Xoel y la Moreniña que cruzó el Atlántico.

Xoel y la Moreniña que cruzó el Atlántico.

Aseguran que en la aldea de Piornedo, allí donde los Ancares confunden sus cumbres con la calina, cuando un mozo emprendía el éxodo hacia las Indias Occidentales, las madres no lloraban en público. Su duelo era un rito secreto, unánime, oficiado ante la Virgen de Guadalupe en la penumbra de una capilla mínima, de piedra tosca donde el viento norteño parecía acompañarlas. A Xoel le fue entregada la estampa de la Moreniña el alba misma, cuando sus alpargatas pisaron el sendero descendente hacia el polvo de la carretera. Fue su madre quien introdujo el talismán en el bolsillo de la chaqueta, pronunciando una sentencia que portaba la gravedad de los antiguos oráculos: —Para que guardes memoria de dónde germina la luz cuando las tinieblas llegan al mundo. 

El muchacho no alcanzó a descifrar la clave de aquella teología vernácula, pero custodió el papel como el navegante atesora una brújula. El vapor levó anclas en el puerto de A Coruña, envuelto en una atmósfera densa de hulla. Desde la balaustrada de la cubierta, Xoel contempló cómo la geografía gallega se fue encogiendo entre brumas. 

Durante la travesía, cada vez que el Atlántico desataba sus furias, la estampa de la Virgen parecía irradiar seguridad a su pecho. El desembarco aconteció en los muelles de La Habana, bajo un sol insolente. Aquel aire nuevo olía a polen y a vegetación desconocida. El puerto era un universo: vociferaban los estibadores negros con ritmos de síncopa. Los carros traqueteaban en una prisa febril, mientras el mar exhibía un azul jamás visto en los arroyos de su aldea. 

Xoel se integró al engranaje de un taller textil amparado por la sombra de un tío abuelo, un viejo gallego aclimatado al trópico. La factoría pertenecía a unos paisanos que arrastraban las consonantes con el peso de la nostalgia. El recinto olía a algodón crudo, aceite de los telares y café recién colado En ese laberinto de husos y lanzaderas descubrió a Sabela, una paisana cuya andadura por la isla sumaba ya dos años. Sabela poseía una risa contagiosa, un don capaz de mitigar la opresión y la morriña del recién llegado. Se enamoraron entre las columnas de la ciudad y las vigilias en el muro del Malecón, ese límite de piedra donde el mar caribeño ensaya sus percusiones. 

El matrimonio sobrevino sin premuras, con la parsimonia de quienes ya han asimilado la ausencia de la patria cuna. Fijaron su nido en una habitación del barrio del Cerro, una estancia de ventanas abiertas a un patio solariego donde las gallinas deambulaban tranquilas sobre las losas ennegrecidas. 

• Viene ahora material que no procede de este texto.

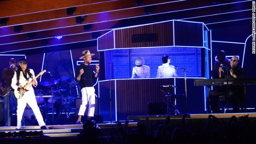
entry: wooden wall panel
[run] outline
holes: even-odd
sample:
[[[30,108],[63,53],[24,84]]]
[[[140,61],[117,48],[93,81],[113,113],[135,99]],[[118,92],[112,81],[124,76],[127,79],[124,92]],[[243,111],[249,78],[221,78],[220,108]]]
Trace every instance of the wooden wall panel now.
[[[173,46],[172,21],[117,30],[115,31],[115,48],[151,47]],[[147,34],[156,34],[156,41],[132,42],[134,35],[148,40]],[[144,35],[144,36],[143,35]]]

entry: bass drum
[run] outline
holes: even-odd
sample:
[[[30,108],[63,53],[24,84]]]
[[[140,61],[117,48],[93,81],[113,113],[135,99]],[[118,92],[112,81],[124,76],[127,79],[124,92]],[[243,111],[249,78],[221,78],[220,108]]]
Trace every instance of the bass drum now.
[[[42,104],[44,102],[44,99],[42,96],[45,95],[45,92],[42,90],[35,90],[36,99],[38,104]]]

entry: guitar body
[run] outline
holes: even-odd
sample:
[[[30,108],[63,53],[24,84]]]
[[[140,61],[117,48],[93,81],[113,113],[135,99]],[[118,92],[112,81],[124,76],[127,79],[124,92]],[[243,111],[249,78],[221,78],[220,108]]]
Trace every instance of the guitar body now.
[[[25,81],[25,82],[22,82],[20,84],[19,86],[19,88],[24,88],[24,87],[28,83],[28,82],[27,81]],[[25,90],[26,91],[28,91],[29,90],[28,90],[26,89]],[[20,99],[20,98],[22,98],[22,96],[23,96],[23,95],[24,95],[24,93],[20,92],[20,91],[18,91],[17,90],[14,90],[14,96],[17,99]]]
[[[0,90],[0,96],[2,97],[7,95],[7,94],[9,92],[13,92],[10,85],[4,84],[2,86],[4,88],[4,91],[3,92]]]
[[[28,90],[29,90],[29,86],[32,83],[32,82],[33,81],[35,80],[36,79],[36,78],[38,77],[38,76],[39,76],[40,75],[43,74],[44,73],[45,73],[46,72],[46,71],[45,70],[44,70],[42,72],[40,72],[39,73],[39,74],[38,74],[36,76],[35,78],[33,78],[33,80],[31,81],[28,82],[27,80],[26,80],[25,82],[22,82],[22,83],[20,84],[20,85],[19,86],[19,88],[23,88],[23,89],[25,90],[26,91],[28,91]],[[23,96],[23,95],[24,95],[24,93],[20,92],[20,91],[18,91],[17,90],[14,90],[14,96],[15,96],[15,97],[16,97],[16,98],[17,98],[17,99],[19,99],[20,98],[22,98],[22,97]]]

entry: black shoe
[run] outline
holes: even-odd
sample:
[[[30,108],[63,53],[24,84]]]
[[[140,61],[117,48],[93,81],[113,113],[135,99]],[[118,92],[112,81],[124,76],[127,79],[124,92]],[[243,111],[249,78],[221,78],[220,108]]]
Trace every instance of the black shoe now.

Hacia la mitad del siglo, cuando la fortuna económica comenzó a entrar en los bolsillos del matrimonio, les nació la idea de volver al terruño. Regresaron a Piornedo. Se reencontraron con el mutismo de la cordillera. Sin embargo, se sintieron desprotegidos. Un invierno político, el rigor del franquismo, gravitaba como una losa de granito sobre el pecho colectivo. Sabela le comentó que la aldea padecía de una inmovilidad de sepulcro; las miradas se habían vuelto vigilantes; las palabras se acortaban hasta el laconismo del miedo. Xoel transitaba los senderos de su infancia percibiendo una atmósfera enrarecida, un aire estrecho, como si los propios montes hubieran encogido sus dimensiones bajo el peso del ordenamiento civil. 

Una tarde, el sacerdote de la iglesia del pueblo, les dijo: “Esto no es América”, y les miro la vestimenta, como si algo en sus ropas oliera a pecado. Esa tarde, Sabela buscó la estampa mariana que conservaba su marido y sentenció ante Xoel: —La luz se fue de las estancias de este reino. Meses después, repitiendo la salida por el mismo camino que pisó en su primera partida, ahora acompañado de su mujer; desandarían el Atlántico para reinsertarse en la capital insular. Allí, en la gran orquesta urbana, entre el humo denso de los puros de Vuelta Abajo y el oleaje perenne del Malecón, recuperaron la respiración ancha. Y pensaron con cierta alegría, que bajo el dosel celeste de La Habana, el mundo era más ancho.